OMG I haven't written anything this year, where on earth has the time gone.
Its not like I am doing nothing, but it has been a poor year work wise for RPGs and games.
I sought of lost interest (for now) on Samarkand and Fallen Cities, which are my biggest projects. This was partly due to other projects being fresher, and a lack of money to pursue the other items (sort of upto artwork and maps stage to a degree).
What I have been working on mostly, at least lately, has been my current RPGs that I am running, and future RPGs that those games will lead into. BY this I mean my Rippers game, which I am really enjoying, and the Weird Wars Rome game that that will lead into (the players will be portal-ed from the Rippers end game to the WWR start game). I have been developing a quite extensive story board for the WWR, reading up on Roman history etc, finding dates and names. The result will be a very interesting game from 73AD to 98AD, using many historical events and people.
Which leads to the question of rail-roading! Theoretically having a developed storyboard game linked to specific events is effectively rail-roading. The players will be forced to follow events, they will need to be a certain places at certain times because History requires it. For eg the Emperor Vespasian dies in 79AD, Vesuvius erupts a few months later, Titus is made the new Emperor only to die two years later historically. In my game these are pivotal events that start the game off, except Titus is assassinated at his coronation and his death is linked to the Vesuvian eruption. This is really the only major change to the historical time line. The story-board goes from there to 98AD when the players have to ensure that Trajan remains alive and is crowned Emperor. If they don't do this the time line breaks and things go badly.
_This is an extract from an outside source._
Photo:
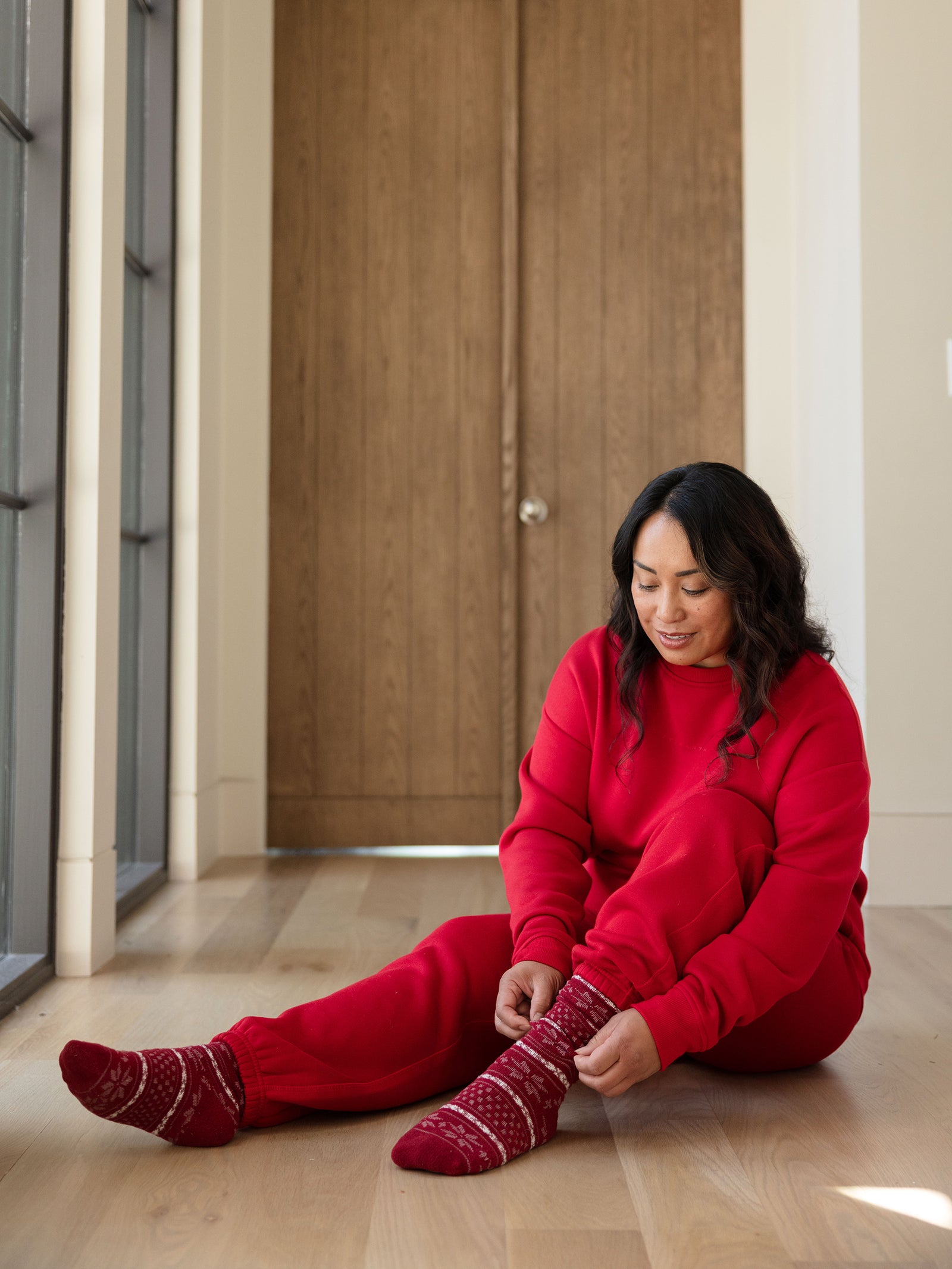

So is this rail-roading due to the constraints of the story and time line, or is it just limited options for the players. And is the BIG PICTURE constraints really a rail-road, or simply the choice they made at the very beginning and they are following it through. In this game the players are told what is expected of them at the start (well some of it) and they chose to do it or not... of course if they don't the game simply ends because I haven't got a story line for anything else. And if they don't make the choice of being 'Heroes', and saving the world, then there is no point in the game.
So is it rail-roading if the GM takes on the role of authority telling them what to do? The players are not god, or Emperor, or in any position of power at the start of the game, other than being heroes. In a real Roman world they are either bums or soldiers, they have a position in the roman society and they follow the laws and obey the commands they are given. Does a Roman soldier have any ability to dis-obey his Tribune and get away with it. If your players are going to play legionnaires do they have any choice when the GM, acting as a superior officer, gives them an order...?
Role playing in a real world scenario requires a certain degree of acceptance of the constraints placed on them to conform to the norms of that world. In a fantasy world the players are anarchists and can go and do what they like, but in a real Rome they conform or they suffer.
I hope this is not rail-roading, it is simply good role playing.